PEKANBARU - Lembaga Riset dan Advokasi Kebijakan The Prakarsa menilai langkah pemerintah untuk meningkatkan tarif pajak pertambahan nilai (PPN) dari 11% menjadi 12 persen akan semakin memberatkan kelas menengah dan kecil.
“Kebijakan untuk terus melanjutkan kenaikan PPN menjadi 12 persen di tengah menurunnya daya beli masyarakat ini rasanya tidak tepat. Deflasi yang tidak terkendali dapat menciptakan lingkaran deflasi saat konsumsi menurun, pertumbuhan melemah, dan tekanan harga semakin besar, kenaikan PPN hanya akan memperparah kondisi ini,” ujar Peneliti The Prakarsa Samira Hanim dalam keterangan resmi yang diterima pada Selasa (26/11/2024).

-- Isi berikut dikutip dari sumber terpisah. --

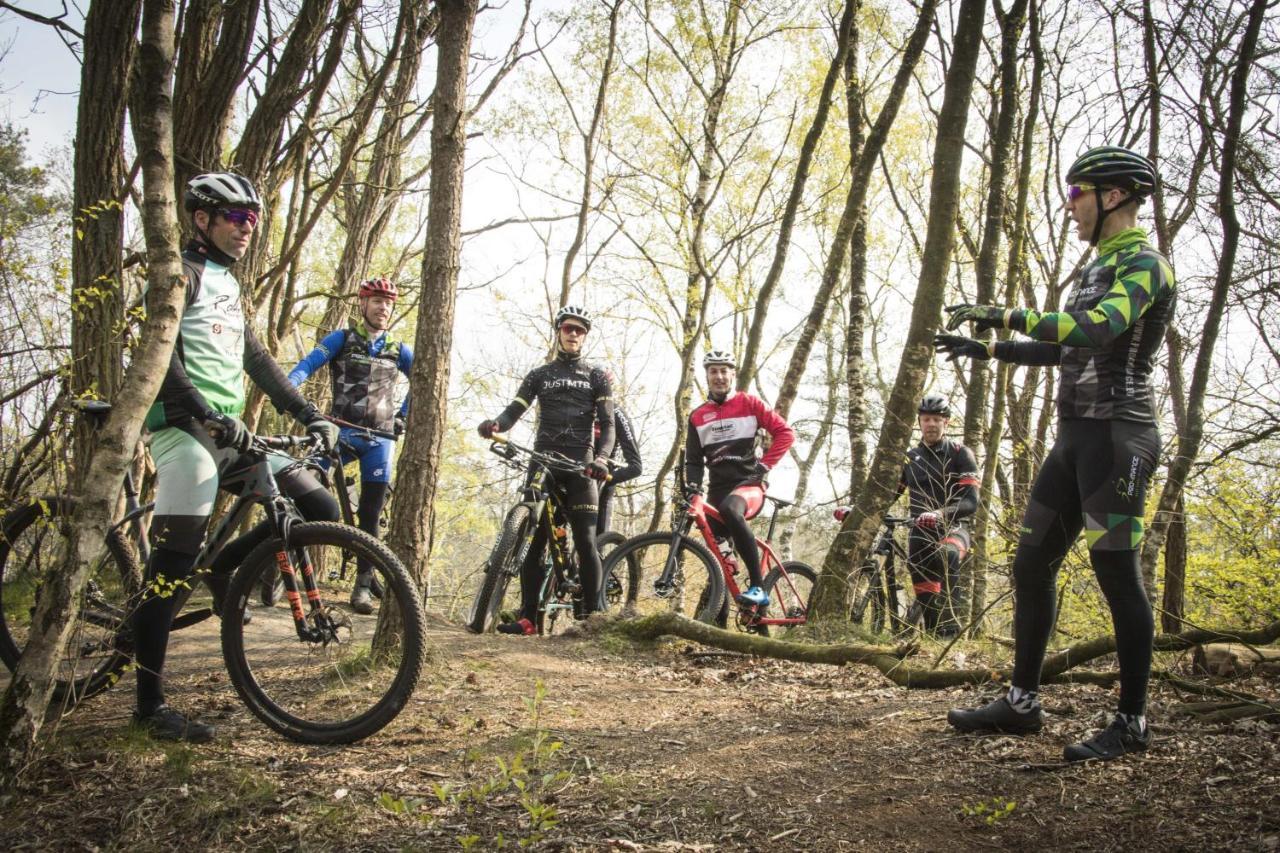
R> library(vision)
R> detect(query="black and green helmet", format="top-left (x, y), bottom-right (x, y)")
top-left (1066, 145), bottom-right (1156, 199)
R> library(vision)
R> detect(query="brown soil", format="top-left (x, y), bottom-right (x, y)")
top-left (0, 614), bottom-right (1280, 850)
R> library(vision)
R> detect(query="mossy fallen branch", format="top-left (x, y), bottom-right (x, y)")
top-left (602, 612), bottom-right (1280, 689)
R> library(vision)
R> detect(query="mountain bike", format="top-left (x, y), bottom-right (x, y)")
top-left (465, 435), bottom-right (627, 634)
top-left (260, 415), bottom-right (399, 607)
top-left (836, 508), bottom-right (924, 634)
top-left (604, 484), bottom-right (818, 635)
top-left (0, 403), bottom-right (425, 744)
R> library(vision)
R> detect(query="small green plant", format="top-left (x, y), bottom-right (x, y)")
top-left (960, 797), bottom-right (1018, 826)
top-left (399, 680), bottom-right (571, 850)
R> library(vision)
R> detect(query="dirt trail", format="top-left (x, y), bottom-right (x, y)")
top-left (0, 617), bottom-right (1280, 850)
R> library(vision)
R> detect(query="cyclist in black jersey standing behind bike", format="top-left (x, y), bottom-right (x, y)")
top-left (897, 394), bottom-right (978, 637)
top-left (595, 404), bottom-right (644, 537)
top-left (934, 146), bottom-right (1175, 761)
top-left (477, 305), bottom-right (614, 637)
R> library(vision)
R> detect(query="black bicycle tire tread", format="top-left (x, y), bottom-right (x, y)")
top-left (221, 521), bottom-right (426, 745)
top-left (466, 503), bottom-right (530, 634)
top-left (602, 530), bottom-right (724, 625)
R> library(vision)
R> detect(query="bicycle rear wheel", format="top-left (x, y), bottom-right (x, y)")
top-left (223, 521), bottom-right (426, 744)
top-left (0, 497), bottom-right (142, 710)
top-left (466, 503), bottom-right (532, 634)
top-left (604, 533), bottom-right (724, 624)
top-left (758, 560), bottom-right (818, 635)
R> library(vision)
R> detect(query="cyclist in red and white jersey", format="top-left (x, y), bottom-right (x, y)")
top-left (685, 350), bottom-right (795, 607)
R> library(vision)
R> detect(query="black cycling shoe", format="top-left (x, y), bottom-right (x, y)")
top-left (1062, 716), bottom-right (1151, 761)
top-left (133, 704), bottom-right (214, 743)
top-left (947, 697), bottom-right (1044, 734)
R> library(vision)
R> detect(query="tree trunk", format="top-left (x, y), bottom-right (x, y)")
top-left (773, 0), bottom-right (941, 414)
top-left (1143, 0), bottom-right (1267, 591)
top-left (558, 0), bottom-right (622, 312)
top-left (845, 11), bottom-right (868, 501)
top-left (808, 0), bottom-right (986, 620)
top-left (737, 0), bottom-right (861, 391)
top-left (0, 0), bottom-right (187, 788)
top-left (649, 0), bottom-right (742, 530)
top-left (379, 0), bottom-right (477, 612)
top-left (70, 0), bottom-right (142, 471)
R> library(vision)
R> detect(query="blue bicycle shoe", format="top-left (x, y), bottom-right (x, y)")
top-left (733, 587), bottom-right (769, 607)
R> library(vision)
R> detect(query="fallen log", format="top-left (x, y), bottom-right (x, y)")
top-left (598, 611), bottom-right (1280, 689)
top-left (1192, 643), bottom-right (1280, 679)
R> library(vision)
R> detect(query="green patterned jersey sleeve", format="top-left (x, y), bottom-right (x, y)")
top-left (1009, 252), bottom-right (1172, 350)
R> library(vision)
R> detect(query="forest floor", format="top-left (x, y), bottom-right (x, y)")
top-left (0, 612), bottom-right (1280, 850)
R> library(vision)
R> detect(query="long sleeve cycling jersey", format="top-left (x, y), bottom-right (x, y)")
top-left (897, 438), bottom-right (978, 523)
top-left (609, 407), bottom-right (644, 485)
top-left (993, 228), bottom-right (1175, 424)
top-left (289, 323), bottom-right (413, 432)
top-left (146, 241), bottom-right (307, 432)
top-left (497, 352), bottom-right (614, 459)
top-left (685, 391), bottom-right (795, 493)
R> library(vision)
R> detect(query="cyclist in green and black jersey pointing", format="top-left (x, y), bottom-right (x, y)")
top-left (934, 146), bottom-right (1174, 761)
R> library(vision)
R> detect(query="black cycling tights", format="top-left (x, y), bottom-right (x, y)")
top-left (1012, 420), bottom-right (1160, 715)
top-left (708, 492), bottom-right (764, 587)
top-left (520, 474), bottom-right (605, 622)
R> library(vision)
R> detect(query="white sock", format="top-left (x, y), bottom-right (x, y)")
top-left (1005, 686), bottom-right (1039, 713)
top-left (1116, 712), bottom-right (1147, 734)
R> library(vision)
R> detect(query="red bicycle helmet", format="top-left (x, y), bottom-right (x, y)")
top-left (360, 278), bottom-right (399, 301)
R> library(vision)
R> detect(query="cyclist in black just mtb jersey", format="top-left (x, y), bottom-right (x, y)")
top-left (595, 406), bottom-right (644, 537)
top-left (897, 394), bottom-right (978, 637)
top-left (934, 146), bottom-right (1175, 761)
top-left (477, 305), bottom-right (613, 635)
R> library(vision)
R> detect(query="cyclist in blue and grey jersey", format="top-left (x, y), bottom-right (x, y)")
top-left (289, 278), bottom-right (413, 615)
top-left (133, 173), bottom-right (338, 742)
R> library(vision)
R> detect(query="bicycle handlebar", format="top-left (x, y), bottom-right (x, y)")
top-left (489, 433), bottom-right (613, 483)
top-left (320, 415), bottom-right (401, 442)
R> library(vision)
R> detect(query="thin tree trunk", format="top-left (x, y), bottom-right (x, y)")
top-left (558, 0), bottom-right (622, 306)
top-left (773, 0), bottom-right (937, 414)
top-left (0, 0), bottom-right (186, 788)
top-left (379, 0), bottom-right (477, 607)
top-left (1143, 0), bottom-right (1267, 591)
top-left (737, 0), bottom-right (861, 391)
top-left (808, 0), bottom-right (986, 620)
top-left (70, 0), bottom-right (142, 471)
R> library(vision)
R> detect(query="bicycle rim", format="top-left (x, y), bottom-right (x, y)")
top-left (762, 560), bottom-right (818, 628)
top-left (466, 506), bottom-right (531, 634)
top-left (223, 514), bottom-right (425, 744)
top-left (604, 533), bottom-right (724, 622)
top-left (0, 498), bottom-right (142, 710)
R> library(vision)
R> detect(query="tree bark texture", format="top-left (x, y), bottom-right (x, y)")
top-left (1142, 0), bottom-right (1267, 591)
top-left (737, 0), bottom-right (861, 391)
top-left (0, 0), bottom-right (187, 786)
top-left (808, 0), bottom-right (986, 620)
top-left (70, 0), bottom-right (142, 471)
top-left (379, 0), bottom-right (477, 601)
top-left (773, 0), bottom-right (936, 418)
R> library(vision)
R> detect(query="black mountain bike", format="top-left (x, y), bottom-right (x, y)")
top-left (260, 415), bottom-right (399, 607)
top-left (466, 437), bottom-right (627, 634)
top-left (0, 403), bottom-right (425, 744)
top-left (849, 515), bottom-right (923, 633)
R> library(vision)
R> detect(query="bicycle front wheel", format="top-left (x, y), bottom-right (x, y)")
top-left (466, 505), bottom-right (534, 634)
top-left (604, 533), bottom-right (724, 624)
top-left (0, 497), bottom-right (142, 708)
top-left (223, 521), bottom-right (426, 744)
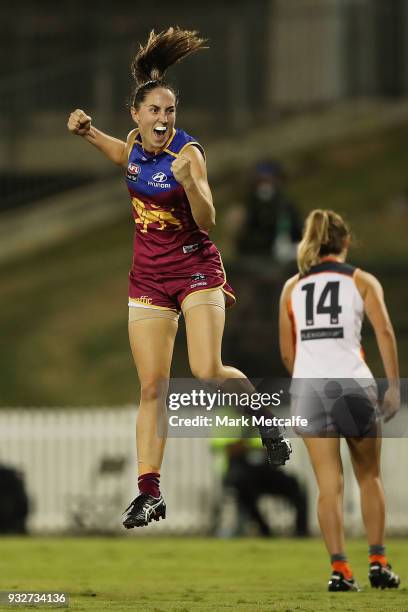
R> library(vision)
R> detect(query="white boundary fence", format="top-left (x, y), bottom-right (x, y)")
top-left (0, 407), bottom-right (408, 535)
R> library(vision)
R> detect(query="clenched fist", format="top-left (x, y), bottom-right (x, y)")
top-left (67, 108), bottom-right (92, 136)
top-left (171, 155), bottom-right (193, 186)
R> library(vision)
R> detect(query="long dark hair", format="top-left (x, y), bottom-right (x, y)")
top-left (297, 209), bottom-right (351, 274)
top-left (131, 26), bottom-right (208, 108)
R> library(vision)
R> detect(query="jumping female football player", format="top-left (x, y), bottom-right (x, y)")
top-left (68, 28), bottom-right (290, 528)
top-left (280, 210), bottom-right (400, 591)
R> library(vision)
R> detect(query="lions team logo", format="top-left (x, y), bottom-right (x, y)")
top-left (126, 162), bottom-right (142, 183)
top-left (152, 172), bottom-right (167, 183)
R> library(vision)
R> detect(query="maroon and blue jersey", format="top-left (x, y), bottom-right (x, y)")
top-left (126, 129), bottom-right (234, 309)
top-left (126, 129), bottom-right (217, 271)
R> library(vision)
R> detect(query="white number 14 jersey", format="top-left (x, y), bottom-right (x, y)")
top-left (289, 260), bottom-right (373, 379)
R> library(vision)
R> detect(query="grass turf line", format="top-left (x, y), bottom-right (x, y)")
top-left (0, 536), bottom-right (408, 612)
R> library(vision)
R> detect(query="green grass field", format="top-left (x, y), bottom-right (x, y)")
top-left (0, 536), bottom-right (408, 612)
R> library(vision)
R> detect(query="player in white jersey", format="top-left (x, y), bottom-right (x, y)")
top-left (279, 210), bottom-right (400, 591)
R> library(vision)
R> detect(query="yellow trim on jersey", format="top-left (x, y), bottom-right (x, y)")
top-left (162, 149), bottom-right (178, 159)
top-left (129, 297), bottom-right (179, 314)
top-left (218, 251), bottom-right (237, 302)
top-left (128, 128), bottom-right (139, 159)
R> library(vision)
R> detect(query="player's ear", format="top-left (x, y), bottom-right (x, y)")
top-left (130, 106), bottom-right (139, 123)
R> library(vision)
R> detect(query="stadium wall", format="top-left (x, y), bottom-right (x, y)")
top-left (0, 406), bottom-right (408, 535)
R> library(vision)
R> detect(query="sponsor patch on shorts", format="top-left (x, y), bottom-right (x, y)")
top-left (183, 242), bottom-right (200, 255)
top-left (300, 327), bottom-right (344, 340)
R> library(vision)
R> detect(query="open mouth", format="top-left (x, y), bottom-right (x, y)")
top-left (153, 125), bottom-right (167, 138)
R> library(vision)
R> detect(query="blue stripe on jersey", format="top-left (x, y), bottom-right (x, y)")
top-left (125, 129), bottom-right (204, 206)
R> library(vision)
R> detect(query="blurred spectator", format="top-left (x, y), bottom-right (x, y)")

Menurut dia, pajak tidak hanya berperan sebagai sumber penerimaan negara tetapi juga alat redistribusi kekayaan, pemerintah perlu meningkatkan pajak progresif yang menargetkan individu super kaya atau ultra high net worth individuals (UHNWI).
Langkah ini sejalan dengan komitmen negara-negara G-20 untuk memastikan UHNWI membayar pajak secara adil dan efektif, sebagaimana tertuang dalam G-20 Rio de Janeiro Leaders’ Declaration.
“Kenaikan PPN 12 persen ini justru menyalahi asas keadilan pajak itu sendiri. Pengenaan PPN yang bersifat objektif, tidak memandang siapa yang dikenakan justru menyalahi asas keadilan tersebut. Orang kaya akan mengeluarkan nominal pajak yang sama dengan orang miskin ketika dihadapkan pada pembelian suatu barang dan jasa kena pajak.” kata Samir.
Di Indonesia, jumlah UHNWI terus meningkat dan mereka malah mendapatkan banyak keringanan pajak. The Wealth Report 2024 memproyeksikan pertumbuhan sebesar 34,1%, dari 1.479 individu pada 2023 menjadi 1.984 individu pada 2028.
Tren ini diperkuat oleh struktur pajak yang lebih menguntungkan pendapatan dari modal seperti keuntungan modal (capital gains) dan dividen, yang umumnya dikenakan tarif pajak lebih rendah dibandingkan penghasilan kerja.
Di Indonesia, pendapatan kerja (income) atau PPh (pajak penghasilan) dikenakan pajak progresif hingga 35 persen , sedangkan pendapatan pasif seperti dividen atau keuntungan modal hanya dikenakan tarif hingga 25 persen.
Selain tarif pajak yang lebih rendah atas pendapatan pasif yang mendominasi kekayaan individu super kaya, mereka juga memanfaatkan strategi penghindaran pajak seperti menunda realisasi keuntungan modal, tidak membagikan dividen, atau menggunakan perusahaan holding untuk mengalihkan keuntungan.
Implikasinya, orang super kaya membayar pajak dengan persentase yang lebih kecil dibandingkan masyarakat berpenghasilan menengah dan bawah yang mengandalkan pendapatan aktif yang terus tergerus baik dari PPN maupun PPh.
Peneliti The Prakarsa Farhan Medio mengatakan kebijakan kenaikan tarif PPN bersifat regresif. Kanaikan pajak ini membuat kelompok termiskin harus menanggung dampak yang lebih signifikan dibandingkan kelompok kaya. Kebijakan ini juga berpotensi memperlebar kesenjangan ekonomi.
Riset The Prakarsa mengestimasi terdapat potensi tambahan penerimaan negara sebesar Rp 78,5 triliun-Rp 155,3 triliun apabila diberlakukan pajak kekayaan pada individu dengan kekayaan bersih lebih dari US$ 10 juta (Rp 155 miliar) dengan tarif progresif 1 persen-4 persen.
Pajak kekayaan dapat memastikan prinsip keadilan bahwa tingkat pajak efektif orang kaya tidak lebih rendah dibandingkan kelompok lainnya, sekaligus mendukung fungsi redistribusi ekonomi. Dengan melengkapi langkah ini melalui pengetatan aturan penghindaran pajak dan penegakan hukum yang kuat, Indonesia dapat menciptakan sistem perpajakan yang lebih progresif, adil, dan inklusif.
“Pengenalan pajak kekayaan (wealth tax) menjadi langkah penting untuk menyeimbangkan beban pajak,” tutur dia terkait kenaikan PPN menjadi 12 persen.